Case study Los Angeles: Why the Housing First strategy failed miserably in addressing homelessness

In 2016, 77 percent of Los Angeles voters approved a $1.2 billion bond for the construction of 10,000 units that were supposed to help solve the city’s homelessness crisis. It was the vanguard of the “Housing First” approach policy that became popular with many California metro areas, including Santa Clara County. It has been a bust, explains Christopber Rufo in National Review.

Five years ago, influential Los Angeles leaders claimed that rising rents had thrown people onto the streets and that by providing free “permanent supportive housing,” cities could reduce the number of people on the streets.

In the years since, “Housing First” has taken even greater hold around the West Coast, as cities including Seattle and San Francisco are preparing to commit billions of dollars to a program whose track record remains woefully underexamined. 

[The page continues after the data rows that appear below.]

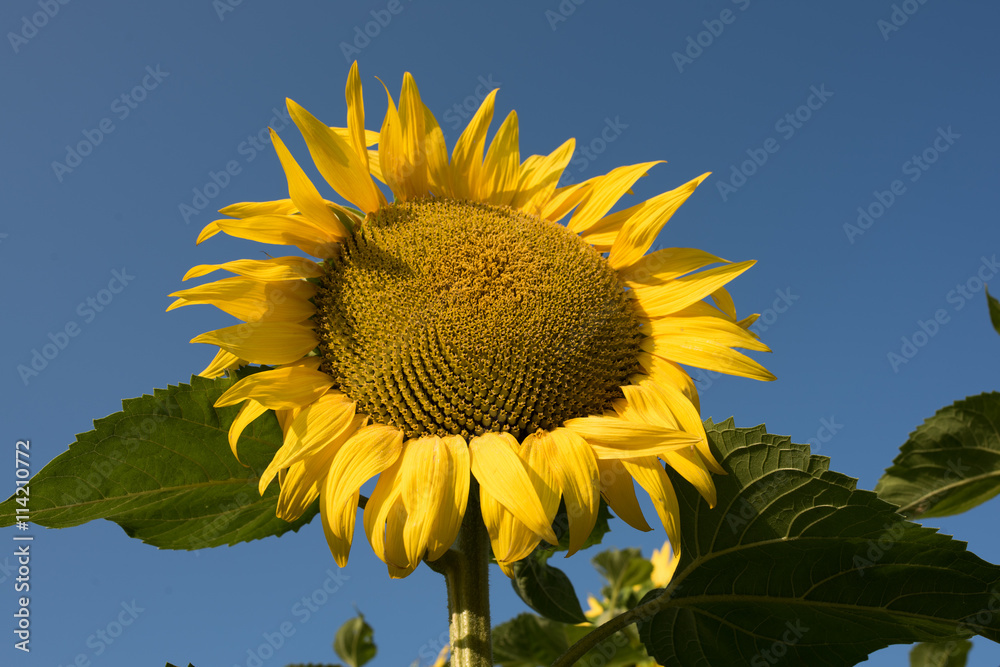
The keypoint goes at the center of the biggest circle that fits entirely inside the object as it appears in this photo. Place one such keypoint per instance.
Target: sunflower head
(460, 338)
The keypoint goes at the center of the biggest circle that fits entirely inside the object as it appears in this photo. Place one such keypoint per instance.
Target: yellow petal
(365, 454)
(564, 199)
(502, 166)
(412, 114)
(251, 300)
(301, 483)
(613, 437)
(667, 372)
(605, 193)
(356, 114)
(435, 488)
(535, 453)
(665, 561)
(281, 388)
(222, 362)
(267, 270)
(208, 231)
(706, 354)
(436, 154)
(664, 265)
(380, 504)
(667, 397)
(337, 161)
(294, 230)
(467, 158)
(641, 229)
(401, 142)
(574, 464)
(619, 492)
(249, 412)
(338, 521)
(663, 300)
(683, 330)
(724, 300)
(502, 474)
(263, 342)
(304, 194)
(649, 473)
(323, 425)
(691, 467)
(539, 177)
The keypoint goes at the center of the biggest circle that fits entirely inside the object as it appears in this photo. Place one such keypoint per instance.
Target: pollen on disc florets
(452, 317)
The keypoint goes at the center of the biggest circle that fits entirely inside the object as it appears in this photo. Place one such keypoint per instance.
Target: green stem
(644, 611)
(467, 576)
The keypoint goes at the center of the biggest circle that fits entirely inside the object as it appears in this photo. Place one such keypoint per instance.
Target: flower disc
(452, 317)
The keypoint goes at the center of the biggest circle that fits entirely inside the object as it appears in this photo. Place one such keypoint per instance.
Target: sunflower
(459, 340)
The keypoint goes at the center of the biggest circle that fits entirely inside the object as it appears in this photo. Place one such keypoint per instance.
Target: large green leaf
(162, 469)
(795, 564)
(530, 641)
(355, 642)
(951, 463)
(941, 654)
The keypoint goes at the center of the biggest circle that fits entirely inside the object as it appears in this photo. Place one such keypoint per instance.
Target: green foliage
(941, 654)
(546, 589)
(625, 570)
(162, 469)
(531, 641)
(796, 563)
(951, 463)
(355, 642)
(994, 307)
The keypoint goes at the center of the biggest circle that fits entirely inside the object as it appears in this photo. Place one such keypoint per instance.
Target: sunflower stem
(467, 577)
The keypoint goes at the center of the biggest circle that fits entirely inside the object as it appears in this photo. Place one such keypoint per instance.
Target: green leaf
(623, 569)
(951, 463)
(994, 306)
(941, 654)
(354, 642)
(546, 589)
(795, 563)
(162, 469)
(560, 525)
(530, 641)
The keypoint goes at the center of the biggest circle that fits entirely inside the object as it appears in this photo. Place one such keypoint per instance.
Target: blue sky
(853, 146)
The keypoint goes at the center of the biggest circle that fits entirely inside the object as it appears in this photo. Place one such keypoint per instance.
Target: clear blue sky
(913, 102)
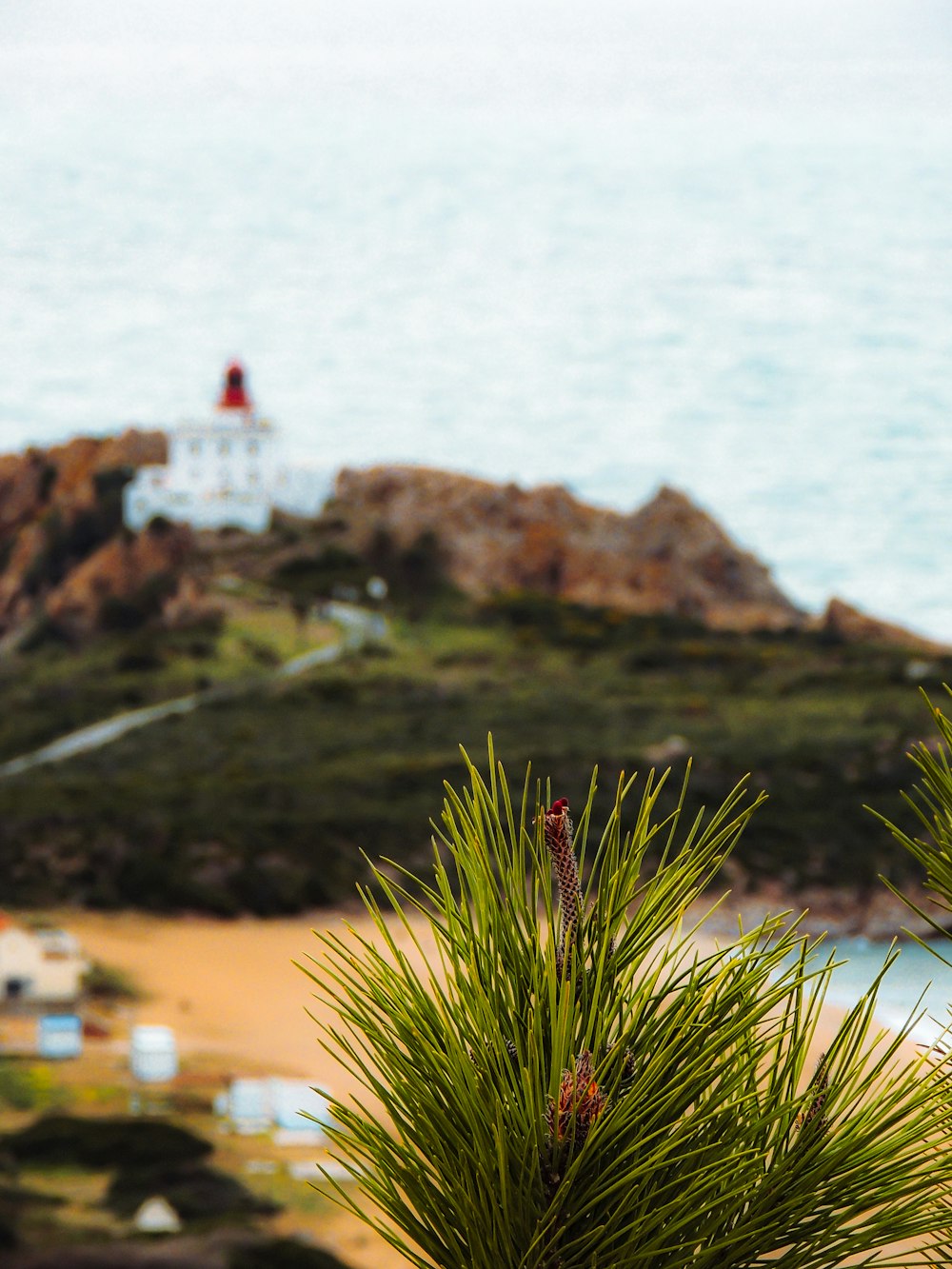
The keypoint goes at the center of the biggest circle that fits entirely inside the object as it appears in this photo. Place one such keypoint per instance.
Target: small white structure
(158, 1216)
(224, 471)
(259, 1105)
(154, 1055)
(60, 1036)
(38, 966)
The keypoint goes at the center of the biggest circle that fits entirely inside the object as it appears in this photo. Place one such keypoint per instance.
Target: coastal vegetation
(263, 800)
(570, 1081)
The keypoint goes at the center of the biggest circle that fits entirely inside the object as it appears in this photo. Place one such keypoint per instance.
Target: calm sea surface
(611, 245)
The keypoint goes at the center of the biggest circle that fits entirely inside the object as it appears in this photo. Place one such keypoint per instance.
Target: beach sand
(232, 994)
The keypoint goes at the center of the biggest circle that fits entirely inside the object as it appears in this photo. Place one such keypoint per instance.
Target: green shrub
(101, 1143)
(25, 1086)
(109, 982)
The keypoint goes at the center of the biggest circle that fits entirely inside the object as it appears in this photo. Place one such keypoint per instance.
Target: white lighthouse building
(223, 471)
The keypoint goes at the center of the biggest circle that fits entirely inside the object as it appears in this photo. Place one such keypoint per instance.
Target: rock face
(847, 624)
(64, 556)
(668, 557)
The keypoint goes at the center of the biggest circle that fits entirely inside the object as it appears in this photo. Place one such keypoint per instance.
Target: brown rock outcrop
(844, 622)
(668, 557)
(60, 509)
(144, 570)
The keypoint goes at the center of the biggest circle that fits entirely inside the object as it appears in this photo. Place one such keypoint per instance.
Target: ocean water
(914, 995)
(615, 245)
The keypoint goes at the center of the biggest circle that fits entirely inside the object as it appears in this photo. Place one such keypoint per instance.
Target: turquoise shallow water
(632, 247)
(917, 987)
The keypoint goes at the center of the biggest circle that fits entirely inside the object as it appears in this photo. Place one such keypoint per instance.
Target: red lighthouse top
(234, 395)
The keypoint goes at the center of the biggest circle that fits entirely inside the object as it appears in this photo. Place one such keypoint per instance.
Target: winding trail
(357, 625)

But the project has been plagued by construction delays, massive cost overruns, and accusations of corruption. The Los Angeles city controller issued a scathing report, “The High Cost of Homeless Housing,” which shows that some studio and one-bedroom apartments were costing taxpayers more than $700,000 each, with 40 percent of total costs devoted to consultants, lawyers, fees, and permitting. The project is a boon for real-estate developers and a constellation of nonprofits and service providers, but a boondoggle for taxpayers. Meanwhile, unsheltered homelessness has increased 41 percent. Even if one accepts that permanent supportive housing is the solution, there are currently more than 66,000 homeless people in Los Angeles County.

Political leaders, activists, and academics have insisted that Housing First is an “evidence-based” intervention that reduces homelessness, saves taxpayer money, and improves lives. Supporters frequently argue that the program reduced costs in a study of chronic alcoholics in Seattle, consistently demonstrates high retention rates in multiple academic surveys, and eliminated chronic homelessness in Utah.

These studies, however, are not as persuasive as activists suggest. Although the study of chronic alcoholics in Seattle does show a net reduction in monthly social service costs of $2,449 per person, this figure does not include $11 million in capital and construction costs for the housing units themselves; in other words, Housing First saves money if the cost of housing is not included.